The Ethics of Firesheep

Posted by Aaron Massey on 08 Nov 2010.

Eric Butler, the creator of Firesheep, posted his thoughts on the ethics of Firesheep last week:

It goes without saying that harassing or attacking people is a terrible thing to do. To suggest Firesheep was created for this purpose is completely false; Firesheep was created to raise awareness about an existing and frequently ignored problem. As I’ve said before, I reject the notion that something like Firesheep turns otherwise innocent people evil.

There are two basic schools of thought in the ethics of design:

Tools themselves are ethically neutral. Ethics are inherently tied to a human using a tool for some purpose, either bad or good.
Tools can be designed in such a way that the design of the tool is ethically inseparable from its use.
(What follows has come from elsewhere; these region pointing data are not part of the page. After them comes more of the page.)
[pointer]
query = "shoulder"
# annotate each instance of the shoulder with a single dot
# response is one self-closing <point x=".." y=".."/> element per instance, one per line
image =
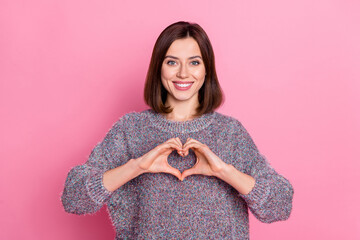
<point x="231" y="123"/>
<point x="133" y="118"/>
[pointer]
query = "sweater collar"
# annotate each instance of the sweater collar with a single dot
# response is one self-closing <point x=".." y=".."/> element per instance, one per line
<point x="159" y="121"/>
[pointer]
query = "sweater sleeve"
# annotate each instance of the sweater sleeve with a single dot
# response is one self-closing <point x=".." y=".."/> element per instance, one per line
<point x="271" y="198"/>
<point x="84" y="192"/>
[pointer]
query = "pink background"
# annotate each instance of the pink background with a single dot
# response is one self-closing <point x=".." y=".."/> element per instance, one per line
<point x="289" y="70"/>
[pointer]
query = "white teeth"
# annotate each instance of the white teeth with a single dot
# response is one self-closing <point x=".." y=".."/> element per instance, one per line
<point x="183" y="85"/>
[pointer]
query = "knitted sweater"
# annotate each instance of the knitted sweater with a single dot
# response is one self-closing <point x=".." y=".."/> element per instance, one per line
<point x="159" y="205"/>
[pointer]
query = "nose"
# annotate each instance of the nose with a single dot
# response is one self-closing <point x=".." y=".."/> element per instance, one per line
<point x="183" y="72"/>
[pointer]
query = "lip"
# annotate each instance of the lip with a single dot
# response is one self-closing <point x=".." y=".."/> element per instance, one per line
<point x="182" y="88"/>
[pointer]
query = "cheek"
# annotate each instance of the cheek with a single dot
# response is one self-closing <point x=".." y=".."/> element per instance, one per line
<point x="199" y="73"/>
<point x="167" y="73"/>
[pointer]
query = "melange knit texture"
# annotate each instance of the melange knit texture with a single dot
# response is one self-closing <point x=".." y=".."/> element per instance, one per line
<point x="159" y="205"/>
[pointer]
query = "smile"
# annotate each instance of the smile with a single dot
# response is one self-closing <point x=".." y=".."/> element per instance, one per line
<point x="182" y="85"/>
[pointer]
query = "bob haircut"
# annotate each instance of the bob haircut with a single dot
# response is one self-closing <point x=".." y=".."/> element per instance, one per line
<point x="210" y="94"/>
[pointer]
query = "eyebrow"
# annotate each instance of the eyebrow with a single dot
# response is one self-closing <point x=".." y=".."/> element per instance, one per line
<point x="169" y="56"/>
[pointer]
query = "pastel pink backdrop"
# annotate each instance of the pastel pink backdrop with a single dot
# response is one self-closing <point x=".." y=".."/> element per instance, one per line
<point x="289" y="70"/>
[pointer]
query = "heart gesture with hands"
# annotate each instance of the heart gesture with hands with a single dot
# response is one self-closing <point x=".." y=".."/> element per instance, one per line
<point x="207" y="163"/>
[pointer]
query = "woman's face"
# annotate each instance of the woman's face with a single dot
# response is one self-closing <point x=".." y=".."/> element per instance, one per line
<point x="183" y="71"/>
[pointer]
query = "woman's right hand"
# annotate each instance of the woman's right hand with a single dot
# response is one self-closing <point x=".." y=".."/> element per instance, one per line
<point x="155" y="160"/>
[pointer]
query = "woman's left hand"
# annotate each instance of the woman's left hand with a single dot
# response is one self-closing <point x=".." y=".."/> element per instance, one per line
<point x="207" y="163"/>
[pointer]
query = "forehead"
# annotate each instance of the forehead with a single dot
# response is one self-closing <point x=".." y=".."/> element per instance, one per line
<point x="184" y="47"/>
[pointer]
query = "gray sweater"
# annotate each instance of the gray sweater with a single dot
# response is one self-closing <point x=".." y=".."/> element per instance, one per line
<point x="159" y="205"/>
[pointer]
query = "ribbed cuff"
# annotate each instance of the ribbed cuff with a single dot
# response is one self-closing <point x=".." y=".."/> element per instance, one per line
<point x="259" y="194"/>
<point x="96" y="189"/>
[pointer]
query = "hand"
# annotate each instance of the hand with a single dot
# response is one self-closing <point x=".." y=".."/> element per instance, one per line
<point x="207" y="163"/>
<point x="156" y="159"/>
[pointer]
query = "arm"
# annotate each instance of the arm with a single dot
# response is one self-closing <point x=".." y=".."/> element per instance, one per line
<point x="268" y="194"/>
<point x="84" y="190"/>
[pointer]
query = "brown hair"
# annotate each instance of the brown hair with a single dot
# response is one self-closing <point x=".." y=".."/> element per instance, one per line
<point x="210" y="94"/>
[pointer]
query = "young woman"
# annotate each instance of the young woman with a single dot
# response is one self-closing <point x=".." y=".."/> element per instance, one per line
<point x="179" y="170"/>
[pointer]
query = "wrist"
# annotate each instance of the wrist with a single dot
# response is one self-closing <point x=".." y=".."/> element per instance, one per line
<point x="135" y="164"/>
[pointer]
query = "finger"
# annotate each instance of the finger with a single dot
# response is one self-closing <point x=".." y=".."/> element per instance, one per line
<point x="180" y="145"/>
<point x="193" y="145"/>
<point x="174" y="171"/>
<point x="173" y="145"/>
<point x="188" y="172"/>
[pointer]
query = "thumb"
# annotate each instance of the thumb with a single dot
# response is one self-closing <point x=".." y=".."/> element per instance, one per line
<point x="173" y="171"/>
<point x="188" y="172"/>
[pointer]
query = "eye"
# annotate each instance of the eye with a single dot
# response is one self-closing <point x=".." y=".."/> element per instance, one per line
<point x="170" y="62"/>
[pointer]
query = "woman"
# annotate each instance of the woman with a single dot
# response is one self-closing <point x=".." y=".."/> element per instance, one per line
<point x="179" y="169"/>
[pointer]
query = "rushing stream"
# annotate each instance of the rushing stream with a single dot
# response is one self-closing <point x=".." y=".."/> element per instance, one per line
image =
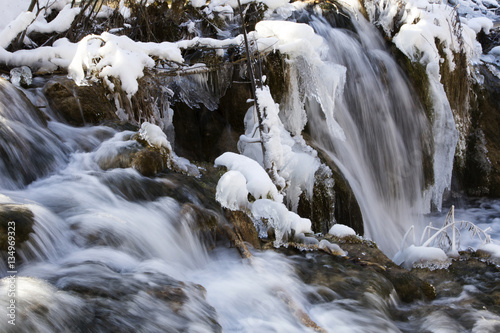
<point x="115" y="251"/>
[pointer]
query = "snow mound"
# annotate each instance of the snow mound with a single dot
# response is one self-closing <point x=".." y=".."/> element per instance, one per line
<point x="258" y="182"/>
<point x="276" y="215"/>
<point x="154" y="136"/>
<point x="340" y="230"/>
<point x="232" y="191"/>
<point x="422" y="257"/>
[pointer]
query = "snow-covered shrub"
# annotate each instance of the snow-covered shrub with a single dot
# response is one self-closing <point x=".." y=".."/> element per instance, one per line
<point x="439" y="245"/>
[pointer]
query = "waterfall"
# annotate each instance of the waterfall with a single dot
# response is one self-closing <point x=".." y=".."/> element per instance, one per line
<point x="385" y="128"/>
<point x="112" y="250"/>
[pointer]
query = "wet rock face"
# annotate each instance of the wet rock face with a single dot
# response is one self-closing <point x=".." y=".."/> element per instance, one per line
<point x="79" y="105"/>
<point x="23" y="219"/>
<point x="470" y="274"/>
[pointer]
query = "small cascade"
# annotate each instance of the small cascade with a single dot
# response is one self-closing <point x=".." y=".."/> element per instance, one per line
<point x="28" y="148"/>
<point x="384" y="128"/>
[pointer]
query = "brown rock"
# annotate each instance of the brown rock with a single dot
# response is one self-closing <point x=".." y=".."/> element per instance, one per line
<point x="79" y="105"/>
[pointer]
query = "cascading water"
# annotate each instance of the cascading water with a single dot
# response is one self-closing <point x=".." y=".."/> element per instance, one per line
<point x="114" y="251"/>
<point x="385" y="131"/>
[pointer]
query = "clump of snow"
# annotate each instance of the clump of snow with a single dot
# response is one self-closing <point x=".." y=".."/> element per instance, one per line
<point x="120" y="57"/>
<point x="276" y="215"/>
<point x="258" y="182"/>
<point x="340" y="230"/>
<point x="422" y="257"/>
<point x="480" y="23"/>
<point x="332" y="248"/>
<point x="60" y="23"/>
<point x="295" y="164"/>
<point x="293" y="39"/>
<point x="154" y="136"/>
<point x="21" y="76"/>
<point x="21" y="22"/>
<point x="232" y="191"/>
<point x="268" y="211"/>
<point x="492" y="249"/>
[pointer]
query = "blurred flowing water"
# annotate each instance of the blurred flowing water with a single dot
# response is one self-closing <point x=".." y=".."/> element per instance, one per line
<point x="386" y="132"/>
<point x="114" y="251"/>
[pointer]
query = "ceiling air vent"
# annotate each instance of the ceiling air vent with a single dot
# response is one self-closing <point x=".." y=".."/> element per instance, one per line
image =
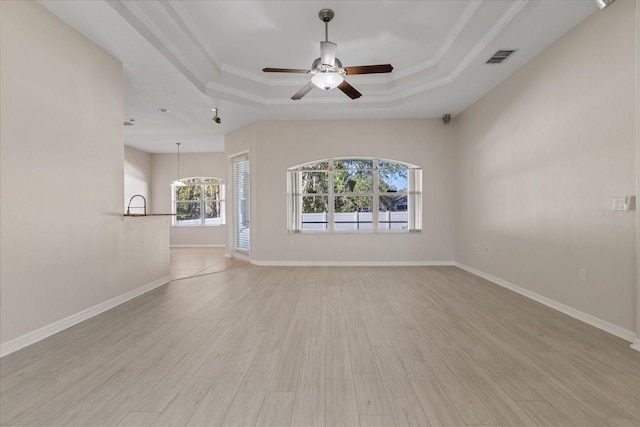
<point x="500" y="56"/>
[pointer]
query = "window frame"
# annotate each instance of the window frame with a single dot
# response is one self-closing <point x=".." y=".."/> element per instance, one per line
<point x="296" y="195"/>
<point x="202" y="201"/>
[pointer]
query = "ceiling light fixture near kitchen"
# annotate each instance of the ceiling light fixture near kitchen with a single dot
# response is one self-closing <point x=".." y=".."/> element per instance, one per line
<point x="603" y="4"/>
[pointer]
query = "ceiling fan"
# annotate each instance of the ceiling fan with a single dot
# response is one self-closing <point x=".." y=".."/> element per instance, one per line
<point x="327" y="71"/>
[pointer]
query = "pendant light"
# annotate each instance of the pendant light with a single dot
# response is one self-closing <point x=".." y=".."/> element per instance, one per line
<point x="177" y="182"/>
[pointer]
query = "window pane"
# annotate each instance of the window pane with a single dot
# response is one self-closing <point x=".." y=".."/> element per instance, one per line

Consider a hammer. You can use it to build a tree house or you can use it to beat someone to death. Neither of these actions can really be credited to or blamed on the hammer; the actor is responsible.

Now consider a “prank” hammer designed to appear solid but break in half harming the user’s hand. The act of designing and building such a hammer could be considered ethically dubious.

To bring this discussion back to Firesheep, I don’t believe that designing and building Firesheep was unethical. Full disclosure is an important tool for improving computer security. This sort of attack has been known by most security experts for a long time, but no one was all that serious about fixing it. As Eric Butler says:

Similar tools have existed for years, so big companies, especially Facebook and Twitter, cannot claim they are unaware of these issues. They have knowingly placed user privacy on the back burner, and I’d be interested to hear some discussion about the ethics of these decisions, which have left users at risk since long before Firesheep.

Firesheep has certainly raised awareness of the problem. Hopefully people will start fixing it.